Projectile Motion: Finding Vertical Distance in 2-D without Air Resistance

[Agent M27]

Homework Statement

A toy cannon fires a .089kg shell with an initial velocity of 8.9 m/s at an angle of 56* above the horizontal. The shell's trajectory curves downward due to gravity, so at time t=.615s the shell is below the straight line by some vertical distance deltaH. Find this distance deltaH in the absence of air resistance. Answer in units of meters

Homework Equations

y_f=y_i+ v_yit+1/2a_yt²

x_f=x_i+ v_xit+1/2a_xt²

v_yi=v_isin$$\vartheta$$

v_xi=v_icos$$\vartheta$$

The Attempt at a Solution

So I have tried two different methods of approaching this problem but still no luck. Here is what I have:

v_yi=8.9m/s(sin56)=7.378434 m/s
v_xi=8.9m/s(cos56)=4.976816 m/s

$$\Delta$$h=7.378434m/s(.615s)-4.9m/s²(.615s)²
=2.68443 m

This answer was rejected as incorrect so I tried another method. I figured that I could form a triangle with the given data with v_ias the hypotenuse and x was found using the following:

x_f=v_xit
=4.976816(.615)=3.06074184 m

Using this I solved for y in a right triangle as usual with pythagorous at my disposal and obtained a length of 4.53774m which again was rejected... Any insight as to where I am missing something? Thanks in advance.

Joe

 

[cepheid]

I don't think you're interpreting the question correctly.

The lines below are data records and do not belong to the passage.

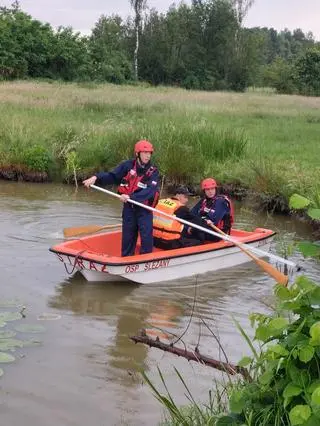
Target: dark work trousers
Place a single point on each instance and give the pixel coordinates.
(203, 236)
(136, 220)
(174, 244)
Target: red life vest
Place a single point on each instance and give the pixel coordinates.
(132, 182)
(226, 223)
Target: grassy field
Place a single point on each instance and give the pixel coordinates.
(266, 142)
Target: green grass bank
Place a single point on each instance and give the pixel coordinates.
(258, 140)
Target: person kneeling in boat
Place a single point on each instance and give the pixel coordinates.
(168, 233)
(213, 209)
(138, 180)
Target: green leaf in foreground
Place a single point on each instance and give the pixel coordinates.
(316, 396)
(299, 414)
(6, 358)
(30, 328)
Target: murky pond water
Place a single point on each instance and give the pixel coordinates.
(86, 371)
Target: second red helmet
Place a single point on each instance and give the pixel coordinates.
(208, 183)
(143, 146)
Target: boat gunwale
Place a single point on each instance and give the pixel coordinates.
(156, 258)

$$\Delta$$h=7.378434m/s(.615s)-4.9m/s²(.615s)²
=2.68443 m

This answer was rejected as incorrect so I tried another method.

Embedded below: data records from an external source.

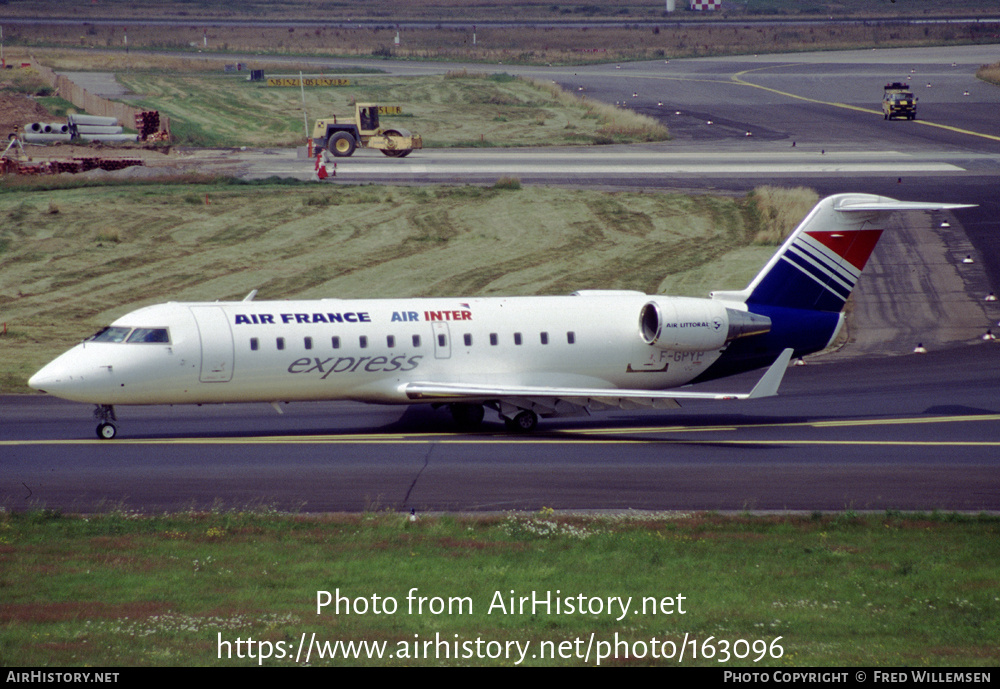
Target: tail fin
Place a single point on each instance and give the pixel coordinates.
(819, 264)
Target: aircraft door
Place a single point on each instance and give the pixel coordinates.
(442, 339)
(216, 344)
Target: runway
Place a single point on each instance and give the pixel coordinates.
(916, 432)
(909, 432)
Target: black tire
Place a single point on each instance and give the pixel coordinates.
(395, 152)
(523, 422)
(341, 145)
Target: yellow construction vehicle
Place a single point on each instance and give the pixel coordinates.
(898, 101)
(341, 138)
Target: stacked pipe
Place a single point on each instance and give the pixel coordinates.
(96, 128)
(45, 132)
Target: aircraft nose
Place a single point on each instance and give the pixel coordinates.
(71, 377)
(52, 378)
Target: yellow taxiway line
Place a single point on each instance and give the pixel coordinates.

This is the vertical distance traveled by the shell. You don't want that. What you want is the difference between the vertical distances that would be traveled with and without the acceleration g. Without g, the shell's trajectory is a straight line. With g, it's a parabola. This question is asking: at time t, what is the vertical separation between the straight line trajectory and the corresponding parabolic one?

 

[Agent M27]

So then it ought to be 4.9(.615^2)? I guess I can see that since that is how far it would fall after that amount of time correct? Thanks.

Joe

 

[cepheid]

So then it ought to be 4.9(.615^2)? I guess I can see that since that is how far it would fall after that amount of time correct? Thanks.

Joe

Yes, because:

y_straight = v_y0t

and

y_parabolic =v_y0t - (1/2)gt²

Hence, the difference in height between them is given by:

y_straight - y_parabolic = v_y0t - [v_y0t - (1/2)gt² ]

= (1/2)gt²

 

[rdl]

I would first commend the student for their efforts in trying to solve the problem and for seeking help when they faced difficulties. Next, I would suggest that they review the equations they used and make sure they are using the correct units for each variable. It is also important to double check the calculations to ensure they are accurate.

In this problem, it seems like the student is trying to use the equations for projectile motion, but they are missing some key components. First, the equations they used are for calculating the final position (xf and yf) based on the initial position (xi and yi) and the initial velocity (vxi and vyi). However, in this problem, the student is given the final position (below the straight line at time t=0.615s) and is asked to find the initial position (vertical distance deltaH).

To solve this problem, the student needs to use the equations for finding the vertical distance (deltaH) in projectile motion, which are:

deltaH = vyi * t + 1/2 * a * t^2

where vyi is the vertical component of the initial velocity and a is the acceleration due to gravity (-9.8 m/s^2).

Using the given values, the student can plug in the numbers and solve for deltaH. The result should be approximately 1.89 meters.

It is also important to note that in the absence of air resistance, the horizontal component of the initial velocity (vxi) would not affect the vertical distance traveled. This means that the student's second approach of using a right triangle to solve for y is not necessary in this problem.

Overall, it is important for the student to carefully read the problem and identify the given information and what is being asked for. They should also review the relevant equations and make sure they are using the correct ones for the given problem. With practice and attention to detail, they will be able to solve similar problems successfully.